Johnson faces demands to recall MPs after Parliament suspension ruled unlawful

Pro-EU demonstrators outside the Court of Session

Pro-EU demonstrators outside the Court of Session

He hit out at the decision made by the Scottish Court of Session on Wednesday that ruled Johnson's prorogation of Parliament was "unlawful".

The case will go to a Supreme Court hearing next week.

The Prime Minister's official spokesman rejected claims that the true goal was to prevent MPs thwarting his pledge to take Britain out of the European Union by October 31, with or without a deal with Brussels.

Three British main opposition parties joined forces Wednesday night demanding that Prime Minister Boris Johnson immediately recall the Parliament.

Last week, Judge Lord Doherty had dismissed a challenge against the suspension of Parliament, saying it was for politicians and not the courts to decide.

For a court to rule that advice given by the government to the monarch is unlawful is absolutely damning for a British prime minister.

Judge Lord Carloway told the court: "We are of the opinion that the advice given by the Government to her majesty the Queen to prorogue Parliament was unlawful and that the prorogation itself was unlawful".

The Court of Sessions in Edinburgh ruled on a case brought by 78 MPs after Mr Johnson first announced the suspension, which began on Tuesday.Judges said the PM was "motivated by the improper objective of stymying parliament".

Jolyon Maugham QC, the anti-Brexit barrister who was second petitioner in the case, said the Supreme Court would hear the case next week.

"The court agreed it is unlawful to suspend the UK Parliament for the specific objective of preventing Parliament from scrutinising the Brexit process and holding this shambolic Tory Government's extreme Brexit plans to account", she said.

The Queen gave consent for parliament being prorogued after being told Mr Johnson just wanted to launch new legislation at the beginning of a new session, with a break before it began. "'Why he'd make an exception for the Queen seems unlikely.' Her colleague Keir Starmer, the shadow Brexit secretary, urged MPs to head back to London, 'open those doors, and get back in".

"Ultimately then the court said the decision to suspend Parliament is "null and is of no effect".

The minority Liberal Democrats also called for parliament to be restored, with its Brexit spokesman Tom Brake accusing Johnson of "trampling on the very values and principles the United Kingdom was founded upon".

He added in an article for the Financial Times: "In effect, though not in express terms, the Scottish court has held that Mr Johnson lied to the Queen". They also claimed "proroguing Parliament is the legal and necessary way of delivering" the government's "domestic legislative agenda".

"Indeed my view would be that it would be the moment for Mr.
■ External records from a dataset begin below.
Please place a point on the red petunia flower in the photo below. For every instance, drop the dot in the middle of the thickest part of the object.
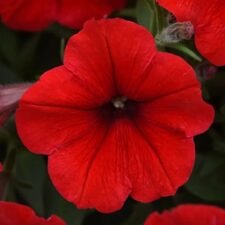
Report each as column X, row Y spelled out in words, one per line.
column 189, row 215
column 16, row 214
column 9, row 97
column 208, row 19
column 118, row 118
column 33, row 15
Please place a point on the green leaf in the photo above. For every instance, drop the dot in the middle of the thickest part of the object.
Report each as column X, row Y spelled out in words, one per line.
column 150, row 15
column 208, row 178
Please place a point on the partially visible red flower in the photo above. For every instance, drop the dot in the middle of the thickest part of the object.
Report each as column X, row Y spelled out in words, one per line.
column 9, row 97
column 33, row 15
column 208, row 19
column 189, row 215
column 118, row 118
column 15, row 214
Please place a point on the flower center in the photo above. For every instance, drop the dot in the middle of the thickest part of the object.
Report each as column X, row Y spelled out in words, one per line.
column 119, row 106
column 119, row 102
column 176, row 32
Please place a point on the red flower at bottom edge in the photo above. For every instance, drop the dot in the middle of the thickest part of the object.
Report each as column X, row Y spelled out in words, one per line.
column 189, row 215
column 118, row 118
column 16, row 214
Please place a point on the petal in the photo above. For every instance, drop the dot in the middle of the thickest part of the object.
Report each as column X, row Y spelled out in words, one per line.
column 45, row 129
column 208, row 20
column 74, row 13
column 184, row 111
column 119, row 162
column 61, row 88
column 16, row 214
column 50, row 113
column 28, row 15
column 159, row 162
column 187, row 214
column 87, row 57
column 91, row 172
column 130, row 57
column 167, row 74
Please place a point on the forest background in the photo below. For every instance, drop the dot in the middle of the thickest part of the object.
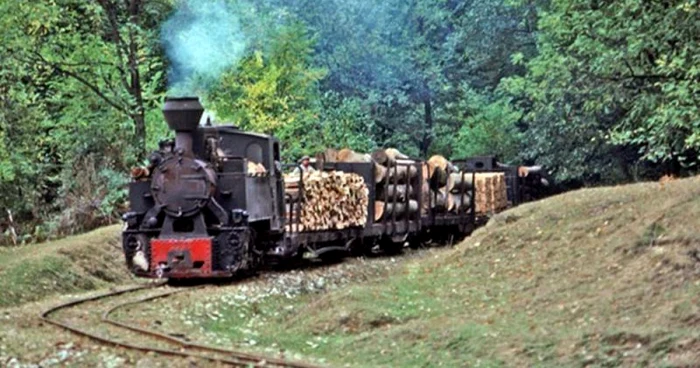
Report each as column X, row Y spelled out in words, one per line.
column 599, row 92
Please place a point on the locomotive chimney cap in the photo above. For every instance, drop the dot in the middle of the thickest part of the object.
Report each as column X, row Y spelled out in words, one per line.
column 183, row 113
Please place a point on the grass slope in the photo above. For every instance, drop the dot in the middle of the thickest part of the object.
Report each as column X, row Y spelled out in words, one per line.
column 76, row 263
column 597, row 277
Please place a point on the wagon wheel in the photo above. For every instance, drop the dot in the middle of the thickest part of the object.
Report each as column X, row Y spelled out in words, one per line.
column 394, row 244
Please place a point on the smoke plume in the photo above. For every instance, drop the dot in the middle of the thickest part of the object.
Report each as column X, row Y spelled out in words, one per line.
column 202, row 39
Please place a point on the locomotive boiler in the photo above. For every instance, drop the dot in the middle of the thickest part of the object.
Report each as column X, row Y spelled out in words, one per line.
column 196, row 212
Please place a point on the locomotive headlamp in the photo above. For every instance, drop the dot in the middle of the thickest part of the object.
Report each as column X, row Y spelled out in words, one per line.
column 239, row 216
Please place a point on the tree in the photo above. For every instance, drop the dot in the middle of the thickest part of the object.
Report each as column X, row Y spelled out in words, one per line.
column 615, row 84
column 108, row 47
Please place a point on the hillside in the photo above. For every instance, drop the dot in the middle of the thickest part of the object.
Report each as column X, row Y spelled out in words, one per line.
column 596, row 277
column 77, row 263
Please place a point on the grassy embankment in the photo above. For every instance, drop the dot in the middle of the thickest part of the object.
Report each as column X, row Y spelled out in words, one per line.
column 76, row 263
column 597, row 277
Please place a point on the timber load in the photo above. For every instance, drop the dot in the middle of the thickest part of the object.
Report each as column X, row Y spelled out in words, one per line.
column 397, row 193
column 330, row 200
column 491, row 192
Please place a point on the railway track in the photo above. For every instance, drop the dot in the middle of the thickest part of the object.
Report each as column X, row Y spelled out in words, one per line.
column 104, row 329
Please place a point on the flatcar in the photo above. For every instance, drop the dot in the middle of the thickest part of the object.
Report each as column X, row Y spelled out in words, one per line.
column 196, row 211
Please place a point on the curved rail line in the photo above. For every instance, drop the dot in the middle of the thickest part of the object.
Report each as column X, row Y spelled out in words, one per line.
column 232, row 357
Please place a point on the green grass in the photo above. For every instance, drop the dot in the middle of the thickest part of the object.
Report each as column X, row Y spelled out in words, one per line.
column 598, row 277
column 77, row 263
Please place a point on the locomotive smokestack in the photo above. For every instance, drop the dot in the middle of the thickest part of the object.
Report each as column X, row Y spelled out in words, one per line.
column 182, row 115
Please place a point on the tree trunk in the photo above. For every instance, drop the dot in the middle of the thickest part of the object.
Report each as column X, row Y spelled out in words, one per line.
column 428, row 128
column 138, row 117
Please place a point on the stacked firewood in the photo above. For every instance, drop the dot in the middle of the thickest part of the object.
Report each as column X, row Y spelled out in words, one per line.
column 396, row 190
column 491, row 192
column 330, row 200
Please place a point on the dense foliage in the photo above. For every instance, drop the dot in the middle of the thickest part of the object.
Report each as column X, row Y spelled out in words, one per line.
column 598, row 91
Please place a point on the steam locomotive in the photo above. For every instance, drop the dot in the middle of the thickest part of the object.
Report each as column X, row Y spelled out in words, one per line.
column 197, row 212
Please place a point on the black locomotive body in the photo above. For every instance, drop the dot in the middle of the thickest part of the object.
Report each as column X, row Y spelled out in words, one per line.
column 198, row 210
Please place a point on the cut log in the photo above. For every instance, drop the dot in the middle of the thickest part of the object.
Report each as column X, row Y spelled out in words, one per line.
column 388, row 157
column 458, row 202
column 378, row 210
column 491, row 192
column 425, row 188
column 399, row 174
column 329, row 200
column 457, row 183
column 396, row 192
column 438, row 178
column 379, row 156
column 440, row 162
column 399, row 210
column 348, row 155
column 380, row 173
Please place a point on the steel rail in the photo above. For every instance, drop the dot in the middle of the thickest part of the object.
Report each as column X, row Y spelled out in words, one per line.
column 239, row 359
column 248, row 357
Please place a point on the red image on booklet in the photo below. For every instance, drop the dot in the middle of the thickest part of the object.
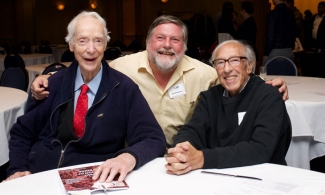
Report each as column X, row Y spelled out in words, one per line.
column 81, row 179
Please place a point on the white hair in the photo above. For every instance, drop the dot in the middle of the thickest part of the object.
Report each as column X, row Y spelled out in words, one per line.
column 72, row 25
column 249, row 52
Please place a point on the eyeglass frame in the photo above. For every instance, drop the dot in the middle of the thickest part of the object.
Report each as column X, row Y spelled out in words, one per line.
column 227, row 60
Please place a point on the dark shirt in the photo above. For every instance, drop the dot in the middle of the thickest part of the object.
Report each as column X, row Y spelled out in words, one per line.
column 227, row 141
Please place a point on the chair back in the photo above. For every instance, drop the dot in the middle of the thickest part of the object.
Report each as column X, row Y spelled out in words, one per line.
column 14, row 61
column 15, row 77
column 67, row 56
column 288, row 137
column 281, row 65
column 53, row 68
column 112, row 53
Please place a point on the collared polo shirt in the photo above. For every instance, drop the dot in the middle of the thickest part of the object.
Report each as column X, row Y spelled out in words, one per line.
column 171, row 113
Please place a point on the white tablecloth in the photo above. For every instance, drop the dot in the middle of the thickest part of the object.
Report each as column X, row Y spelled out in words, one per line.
column 30, row 59
column 306, row 108
column 12, row 104
column 152, row 179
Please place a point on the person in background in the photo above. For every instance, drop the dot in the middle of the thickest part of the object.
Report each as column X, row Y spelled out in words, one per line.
column 298, row 18
column 315, row 29
column 240, row 122
column 247, row 30
column 234, row 20
column 226, row 28
column 307, row 14
column 91, row 112
column 281, row 32
column 169, row 80
column 225, row 5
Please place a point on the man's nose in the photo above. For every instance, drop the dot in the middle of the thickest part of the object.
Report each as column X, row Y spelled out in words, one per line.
column 227, row 67
column 90, row 46
column 167, row 43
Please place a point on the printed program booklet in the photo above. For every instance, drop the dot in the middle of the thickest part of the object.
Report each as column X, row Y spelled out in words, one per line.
column 79, row 179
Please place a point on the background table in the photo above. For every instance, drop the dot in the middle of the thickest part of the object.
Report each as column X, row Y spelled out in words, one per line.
column 58, row 51
column 12, row 104
column 306, row 108
column 152, row 179
column 30, row 59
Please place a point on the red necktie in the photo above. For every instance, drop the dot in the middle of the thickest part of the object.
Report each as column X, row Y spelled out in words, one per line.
column 81, row 110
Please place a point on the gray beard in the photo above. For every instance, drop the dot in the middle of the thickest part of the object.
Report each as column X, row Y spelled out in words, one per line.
column 164, row 64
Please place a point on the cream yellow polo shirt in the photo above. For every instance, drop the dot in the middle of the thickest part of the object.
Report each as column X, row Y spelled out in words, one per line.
column 169, row 111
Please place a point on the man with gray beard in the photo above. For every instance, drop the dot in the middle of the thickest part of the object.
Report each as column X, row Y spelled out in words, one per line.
column 169, row 80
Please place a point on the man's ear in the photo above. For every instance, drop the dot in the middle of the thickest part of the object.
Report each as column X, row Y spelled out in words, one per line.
column 249, row 67
column 71, row 47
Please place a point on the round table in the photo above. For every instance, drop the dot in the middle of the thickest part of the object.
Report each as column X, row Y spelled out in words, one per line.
column 31, row 59
column 12, row 106
column 306, row 108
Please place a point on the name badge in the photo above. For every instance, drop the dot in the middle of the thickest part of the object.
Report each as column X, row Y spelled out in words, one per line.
column 240, row 116
column 176, row 90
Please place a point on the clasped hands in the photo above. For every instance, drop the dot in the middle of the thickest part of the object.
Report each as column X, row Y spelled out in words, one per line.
column 183, row 158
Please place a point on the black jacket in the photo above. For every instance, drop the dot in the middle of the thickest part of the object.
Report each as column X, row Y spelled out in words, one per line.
column 119, row 113
column 281, row 29
column 225, row 142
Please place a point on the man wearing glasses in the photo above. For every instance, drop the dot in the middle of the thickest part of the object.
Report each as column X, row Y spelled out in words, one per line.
column 239, row 122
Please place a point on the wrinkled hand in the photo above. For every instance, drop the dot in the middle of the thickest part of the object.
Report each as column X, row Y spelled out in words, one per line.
column 281, row 84
column 122, row 164
column 38, row 87
column 183, row 158
column 17, row 175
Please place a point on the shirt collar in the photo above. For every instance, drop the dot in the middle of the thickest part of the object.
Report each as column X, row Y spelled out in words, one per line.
column 226, row 92
column 93, row 84
column 183, row 66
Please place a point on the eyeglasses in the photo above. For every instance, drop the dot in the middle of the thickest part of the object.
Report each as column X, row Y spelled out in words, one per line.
column 233, row 61
column 85, row 42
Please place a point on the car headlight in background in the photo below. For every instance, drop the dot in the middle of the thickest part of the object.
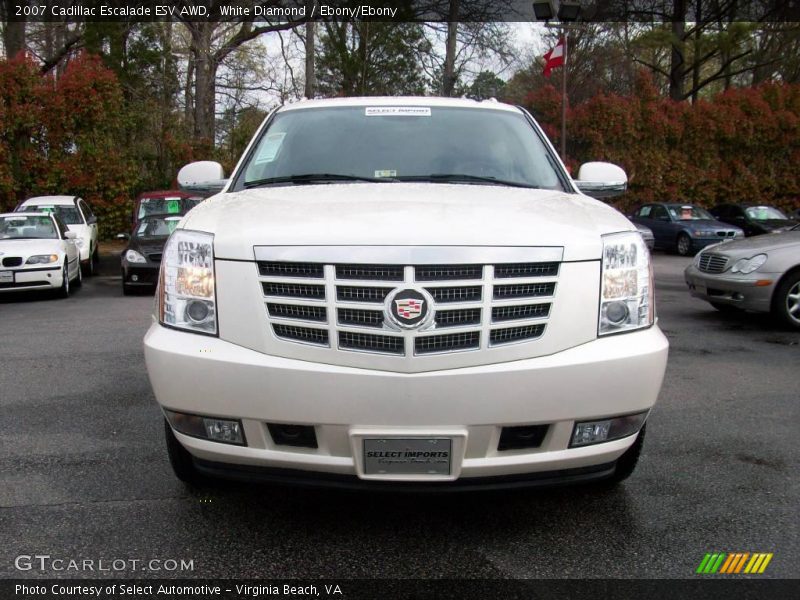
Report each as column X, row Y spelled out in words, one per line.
column 626, row 284
column 42, row 259
column 748, row 265
column 134, row 257
column 187, row 295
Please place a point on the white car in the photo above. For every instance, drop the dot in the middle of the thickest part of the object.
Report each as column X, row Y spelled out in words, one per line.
column 78, row 216
column 405, row 292
column 37, row 252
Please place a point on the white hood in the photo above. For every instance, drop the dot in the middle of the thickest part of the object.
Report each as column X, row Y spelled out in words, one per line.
column 404, row 214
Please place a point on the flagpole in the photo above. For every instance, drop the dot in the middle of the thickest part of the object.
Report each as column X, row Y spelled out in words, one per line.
column 564, row 100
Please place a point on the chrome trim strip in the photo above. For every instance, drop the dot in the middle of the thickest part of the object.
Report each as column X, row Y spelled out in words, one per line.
column 410, row 255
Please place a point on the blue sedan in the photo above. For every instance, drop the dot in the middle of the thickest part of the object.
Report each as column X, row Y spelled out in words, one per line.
column 683, row 228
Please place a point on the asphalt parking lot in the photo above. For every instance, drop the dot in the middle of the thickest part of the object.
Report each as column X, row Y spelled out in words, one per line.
column 84, row 474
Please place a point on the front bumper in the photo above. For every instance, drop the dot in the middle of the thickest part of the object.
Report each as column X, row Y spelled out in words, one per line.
column 34, row 278
column 736, row 290
column 203, row 375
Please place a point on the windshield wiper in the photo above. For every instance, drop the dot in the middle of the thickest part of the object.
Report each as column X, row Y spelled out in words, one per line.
column 465, row 178
column 314, row 178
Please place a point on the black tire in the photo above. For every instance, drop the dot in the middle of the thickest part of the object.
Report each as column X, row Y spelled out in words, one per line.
column 626, row 464
column 726, row 308
column 79, row 279
column 180, row 459
column 786, row 301
column 683, row 245
column 64, row 290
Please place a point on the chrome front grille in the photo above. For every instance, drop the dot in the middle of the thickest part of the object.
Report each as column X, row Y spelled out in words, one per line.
column 343, row 307
column 712, row 263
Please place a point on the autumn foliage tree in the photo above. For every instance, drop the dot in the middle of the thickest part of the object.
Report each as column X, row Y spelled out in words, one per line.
column 65, row 136
column 742, row 145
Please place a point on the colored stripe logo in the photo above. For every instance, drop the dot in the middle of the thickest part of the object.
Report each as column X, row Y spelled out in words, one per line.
column 734, row 563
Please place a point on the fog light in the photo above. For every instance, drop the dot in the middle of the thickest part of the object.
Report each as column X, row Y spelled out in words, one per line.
column 198, row 311
column 616, row 312
column 227, row 431
column 606, row 430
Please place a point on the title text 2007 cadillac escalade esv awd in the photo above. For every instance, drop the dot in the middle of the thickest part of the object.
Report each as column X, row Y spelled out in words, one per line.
column 405, row 292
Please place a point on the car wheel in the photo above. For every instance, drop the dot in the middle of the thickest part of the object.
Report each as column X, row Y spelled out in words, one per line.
column 179, row 458
column 683, row 245
column 786, row 301
column 626, row 464
column 726, row 308
column 63, row 291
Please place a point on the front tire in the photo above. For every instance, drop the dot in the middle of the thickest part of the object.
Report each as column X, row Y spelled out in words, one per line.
column 786, row 301
column 179, row 458
column 64, row 290
column 683, row 245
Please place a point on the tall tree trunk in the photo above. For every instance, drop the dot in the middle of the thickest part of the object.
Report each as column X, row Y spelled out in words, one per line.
column 449, row 75
column 205, row 73
column 676, row 70
column 311, row 79
column 13, row 31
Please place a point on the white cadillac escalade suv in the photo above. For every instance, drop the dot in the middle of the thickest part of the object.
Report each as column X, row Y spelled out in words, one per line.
column 405, row 292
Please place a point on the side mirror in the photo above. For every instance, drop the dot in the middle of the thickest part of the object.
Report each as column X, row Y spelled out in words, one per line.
column 601, row 180
column 205, row 176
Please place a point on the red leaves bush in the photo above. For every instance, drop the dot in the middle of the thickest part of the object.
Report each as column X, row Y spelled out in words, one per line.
column 65, row 136
column 742, row 145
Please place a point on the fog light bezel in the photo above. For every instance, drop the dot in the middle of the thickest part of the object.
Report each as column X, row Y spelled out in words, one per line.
column 623, row 429
column 193, row 425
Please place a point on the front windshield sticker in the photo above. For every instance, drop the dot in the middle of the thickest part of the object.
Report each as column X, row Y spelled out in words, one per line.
column 269, row 148
column 397, row 111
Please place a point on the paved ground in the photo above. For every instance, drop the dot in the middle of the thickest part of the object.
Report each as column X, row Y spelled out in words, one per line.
column 83, row 472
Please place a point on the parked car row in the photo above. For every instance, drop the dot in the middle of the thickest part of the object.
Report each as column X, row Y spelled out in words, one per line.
column 687, row 228
column 38, row 252
column 760, row 274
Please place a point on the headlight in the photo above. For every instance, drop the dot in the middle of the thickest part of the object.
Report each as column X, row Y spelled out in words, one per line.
column 748, row 265
column 626, row 294
column 42, row 259
column 133, row 256
column 187, row 296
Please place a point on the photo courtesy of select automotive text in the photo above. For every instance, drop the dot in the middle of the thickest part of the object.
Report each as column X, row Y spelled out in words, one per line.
column 399, row 299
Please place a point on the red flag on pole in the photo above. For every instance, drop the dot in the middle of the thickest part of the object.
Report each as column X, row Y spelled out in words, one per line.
column 554, row 58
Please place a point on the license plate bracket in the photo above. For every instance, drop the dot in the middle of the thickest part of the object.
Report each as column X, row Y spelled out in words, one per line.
column 408, row 456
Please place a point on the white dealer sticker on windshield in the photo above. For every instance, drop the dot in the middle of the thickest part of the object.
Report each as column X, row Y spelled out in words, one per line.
column 397, row 111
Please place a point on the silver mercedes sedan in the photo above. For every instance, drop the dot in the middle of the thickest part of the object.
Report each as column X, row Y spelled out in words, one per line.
column 760, row 274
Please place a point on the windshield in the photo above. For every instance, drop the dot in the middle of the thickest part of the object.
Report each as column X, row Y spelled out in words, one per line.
column 159, row 206
column 389, row 144
column 764, row 213
column 156, row 226
column 68, row 214
column 688, row 213
column 27, row 227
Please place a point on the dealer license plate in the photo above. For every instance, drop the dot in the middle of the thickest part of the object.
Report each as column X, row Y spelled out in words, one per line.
column 407, row 456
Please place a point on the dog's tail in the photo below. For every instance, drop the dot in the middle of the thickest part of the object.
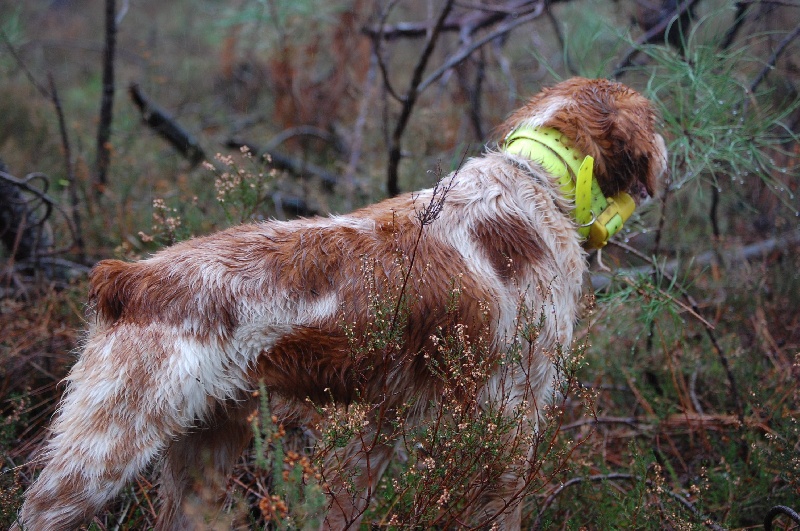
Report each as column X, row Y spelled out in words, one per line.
column 139, row 384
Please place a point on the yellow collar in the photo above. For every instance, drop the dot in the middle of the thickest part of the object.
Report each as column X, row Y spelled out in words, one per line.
column 598, row 217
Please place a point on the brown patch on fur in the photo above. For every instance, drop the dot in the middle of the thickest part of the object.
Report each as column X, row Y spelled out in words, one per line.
column 604, row 119
column 139, row 293
column 509, row 243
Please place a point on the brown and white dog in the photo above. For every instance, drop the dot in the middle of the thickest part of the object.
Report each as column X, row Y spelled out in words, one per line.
column 178, row 341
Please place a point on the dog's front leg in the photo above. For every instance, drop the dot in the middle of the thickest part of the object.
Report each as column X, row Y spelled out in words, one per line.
column 197, row 466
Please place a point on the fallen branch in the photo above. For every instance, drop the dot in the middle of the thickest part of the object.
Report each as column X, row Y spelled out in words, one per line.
column 166, row 126
column 650, row 36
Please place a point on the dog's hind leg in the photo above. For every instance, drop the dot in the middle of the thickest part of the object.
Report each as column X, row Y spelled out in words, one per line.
column 134, row 389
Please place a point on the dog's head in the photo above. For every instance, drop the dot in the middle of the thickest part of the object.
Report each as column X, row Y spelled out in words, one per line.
column 607, row 120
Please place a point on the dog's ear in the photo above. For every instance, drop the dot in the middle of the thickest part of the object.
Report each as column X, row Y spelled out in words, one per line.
column 604, row 119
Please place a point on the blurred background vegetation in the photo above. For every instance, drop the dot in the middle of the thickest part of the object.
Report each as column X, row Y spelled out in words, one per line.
column 695, row 338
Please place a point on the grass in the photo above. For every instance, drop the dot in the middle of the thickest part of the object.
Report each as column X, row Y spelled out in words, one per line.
column 648, row 433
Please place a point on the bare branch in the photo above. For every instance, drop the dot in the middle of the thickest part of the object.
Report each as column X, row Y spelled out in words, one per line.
column 107, row 100
column 166, row 126
column 650, row 36
column 75, row 221
column 774, row 58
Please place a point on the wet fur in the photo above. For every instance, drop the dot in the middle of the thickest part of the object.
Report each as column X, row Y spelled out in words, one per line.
column 179, row 340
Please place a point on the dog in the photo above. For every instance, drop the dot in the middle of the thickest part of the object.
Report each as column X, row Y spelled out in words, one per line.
column 178, row 342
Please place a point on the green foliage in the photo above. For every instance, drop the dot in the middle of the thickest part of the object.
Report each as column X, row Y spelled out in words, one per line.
column 295, row 499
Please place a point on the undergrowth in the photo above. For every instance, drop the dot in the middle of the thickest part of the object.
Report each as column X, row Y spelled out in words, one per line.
column 678, row 405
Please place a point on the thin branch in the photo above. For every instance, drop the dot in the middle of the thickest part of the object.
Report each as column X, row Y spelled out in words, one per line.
column 76, row 229
column 650, row 36
column 465, row 52
column 778, row 510
column 281, row 161
column 741, row 254
column 738, row 21
column 51, row 204
column 774, row 58
column 378, row 52
column 410, row 99
column 302, row 130
column 107, row 100
column 21, row 64
column 706, row 520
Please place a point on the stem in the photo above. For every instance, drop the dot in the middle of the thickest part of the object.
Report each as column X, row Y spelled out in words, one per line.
column 107, row 101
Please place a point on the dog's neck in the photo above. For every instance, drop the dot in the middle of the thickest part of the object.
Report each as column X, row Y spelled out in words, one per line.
column 598, row 217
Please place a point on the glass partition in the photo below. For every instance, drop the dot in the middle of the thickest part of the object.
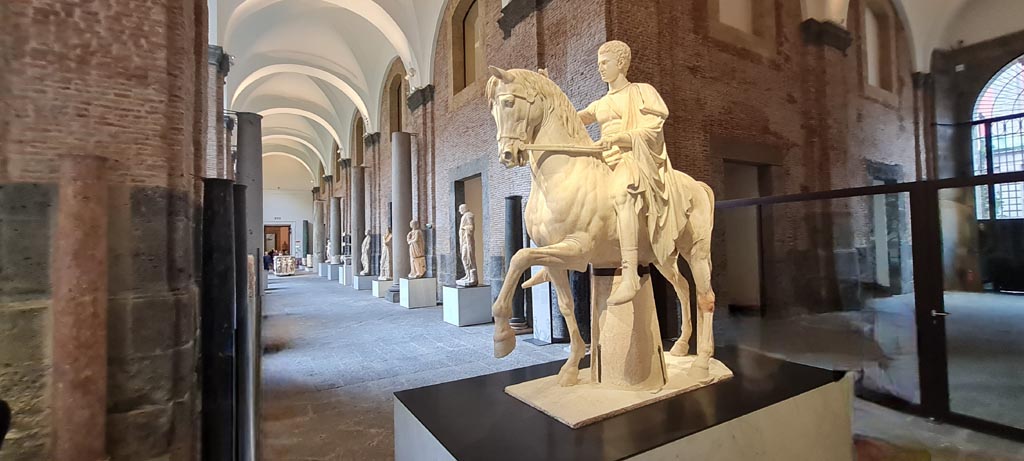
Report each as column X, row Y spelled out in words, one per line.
column 836, row 287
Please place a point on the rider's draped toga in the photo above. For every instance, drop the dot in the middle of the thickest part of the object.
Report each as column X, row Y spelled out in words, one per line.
column 638, row 111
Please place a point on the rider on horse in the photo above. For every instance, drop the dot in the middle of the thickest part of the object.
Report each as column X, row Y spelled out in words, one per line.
column 631, row 116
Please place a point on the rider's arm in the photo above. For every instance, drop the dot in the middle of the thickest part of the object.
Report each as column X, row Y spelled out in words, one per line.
column 587, row 115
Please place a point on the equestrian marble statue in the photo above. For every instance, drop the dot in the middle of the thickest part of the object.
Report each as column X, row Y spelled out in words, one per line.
column 613, row 203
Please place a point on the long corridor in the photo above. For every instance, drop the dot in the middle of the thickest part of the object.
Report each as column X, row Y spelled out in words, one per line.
column 333, row 357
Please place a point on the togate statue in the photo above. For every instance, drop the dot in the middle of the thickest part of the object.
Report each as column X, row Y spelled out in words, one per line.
column 466, row 243
column 365, row 257
column 417, row 255
column 615, row 204
column 385, row 271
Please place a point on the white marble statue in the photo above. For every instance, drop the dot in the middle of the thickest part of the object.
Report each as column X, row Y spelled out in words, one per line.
column 386, row 257
column 365, row 259
column 577, row 220
column 417, row 255
column 466, row 244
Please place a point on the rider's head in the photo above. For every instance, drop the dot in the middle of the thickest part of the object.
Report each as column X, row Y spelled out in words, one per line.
column 613, row 58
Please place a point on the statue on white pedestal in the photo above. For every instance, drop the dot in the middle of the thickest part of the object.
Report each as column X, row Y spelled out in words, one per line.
column 417, row 254
column 365, row 259
column 386, row 257
column 466, row 243
column 584, row 221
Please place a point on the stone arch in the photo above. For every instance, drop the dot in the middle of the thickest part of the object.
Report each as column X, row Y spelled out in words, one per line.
column 307, row 71
column 368, row 9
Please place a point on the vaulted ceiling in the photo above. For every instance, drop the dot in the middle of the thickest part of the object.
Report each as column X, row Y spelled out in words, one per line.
column 309, row 67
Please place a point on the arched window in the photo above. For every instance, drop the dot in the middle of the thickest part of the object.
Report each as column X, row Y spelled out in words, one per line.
column 879, row 45
column 395, row 106
column 994, row 126
column 468, row 61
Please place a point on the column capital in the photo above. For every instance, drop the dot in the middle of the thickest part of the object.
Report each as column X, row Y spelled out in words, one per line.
column 216, row 55
column 421, row 97
column 922, row 79
column 825, row 34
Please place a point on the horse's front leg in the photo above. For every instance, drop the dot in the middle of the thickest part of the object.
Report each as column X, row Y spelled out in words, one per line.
column 557, row 255
column 569, row 374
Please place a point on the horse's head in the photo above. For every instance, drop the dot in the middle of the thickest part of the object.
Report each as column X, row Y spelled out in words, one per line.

Johnson to resign and very swiftly".

A senior Conservative party M.P. who lost the whip last week has said "it's over for Boris Johnson" if the U.K. Supreme Court find that he intentionally misled the Queen during the process to suspend parliament for five weeks.

Former attorney general Dominic Grieve warned that if ministers had misled the Queen over the reasons for prorogation, Mr Johnson's position would be untenable and he would have to resign.